I spent seven years working in City Hall while Boris Johnson was mayor of London. He was not a terrible mayor, but he is a truly dreadful prime minister. His elevation along with his inner circle (many of whom were in City Hall including his chief of staff, director of policy and minister for crime and policing) has filled me with a despair so profound it’s almost indescribable. Whatever the problems this country has, Johnson is unequivocally not the solution to them.
I have been through various stages of grief over the last three years for this city, and its people who have been so good to me and my family: denial, anger, bargaining, depression and finally acceptance. To be constantly bombarded with hostile messages about how people like me are not welcome and are a problem to be dealt with (while we staff their NHS, build their homes or teach their kids) is mentally exhausting.
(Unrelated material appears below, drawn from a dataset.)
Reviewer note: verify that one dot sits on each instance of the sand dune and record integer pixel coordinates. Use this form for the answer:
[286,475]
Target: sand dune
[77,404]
It took a while, but I am no longer emotionally invested in this country - it is a purely transactional relationship now; how could it be anything else? We have watched our rights and our lives be used as political chips to be bargained with by the self-serving people that pass for the political class in this country.
We have three kids who have only known London as their home. Overnight, we all became second class citizens. My seven-year-old daughter asked me recently why the Brexit people don’t like us and want us to leave. How do I answer that? We can’t and won’t stay where we are not considered equal or valued for our net contribution to British social and economic life; certainly not when we have a choice.
So, for now we have front row seats to what is surely the greatest act of national self harm that a functioning, stable democracy has ever inflicted upon itself. The impact on Ireland and relations between the two countries and their people remains to be seen, but I am not overly hopeful.
It is the end of a once mighty empire, and it is brutal to watch.